A NEW QUANTUM FORMALISM FOR DAMPING AND GAIN IN HARMONIC-OSCILLATORS

A new formulation of loss or gain in the quantum theory of harmonic oscillators is put forward using a non-passive reactive circuit which can be readily quantized. The analysis is based on the electrical circuit theory and demonstrates how a circuit, with negative inductance –Ln and negative capacitance –Cn, coupled to a conventional harmonic oscillator circuit, of positive inductance L and positive capacitance C, can act as a source or sink of energy and allow for both gain and loss.

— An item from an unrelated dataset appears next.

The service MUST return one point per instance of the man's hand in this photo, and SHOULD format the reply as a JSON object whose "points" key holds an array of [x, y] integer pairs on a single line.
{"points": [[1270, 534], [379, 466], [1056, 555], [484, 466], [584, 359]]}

Classically this series circuit is indistinguishable in its transients from either a + G or –G conductance shunted across a main LC oscillator circuit. However, unlike the resistive circuit, this coupled circuit can be quantized, maintaining the uncertainty principle. A two-valued solution is found, dependent on whether the circuits are in a state to receive energy or a state to absorb energy. A full correspondence, including secondorder frequency shifts, is found between the quantum and the classical solutions with states which are appropriate to thermodynamic equilibrium of a conductance at a temperature T as well as to the classical-like coherent states. While the accessible mode in the + L + C circuit does not exhibit any squeezing directly, the system as a whole is an example of two-mode squeezing discussed by other authors. © 1990 Taylor & Francis Ltd.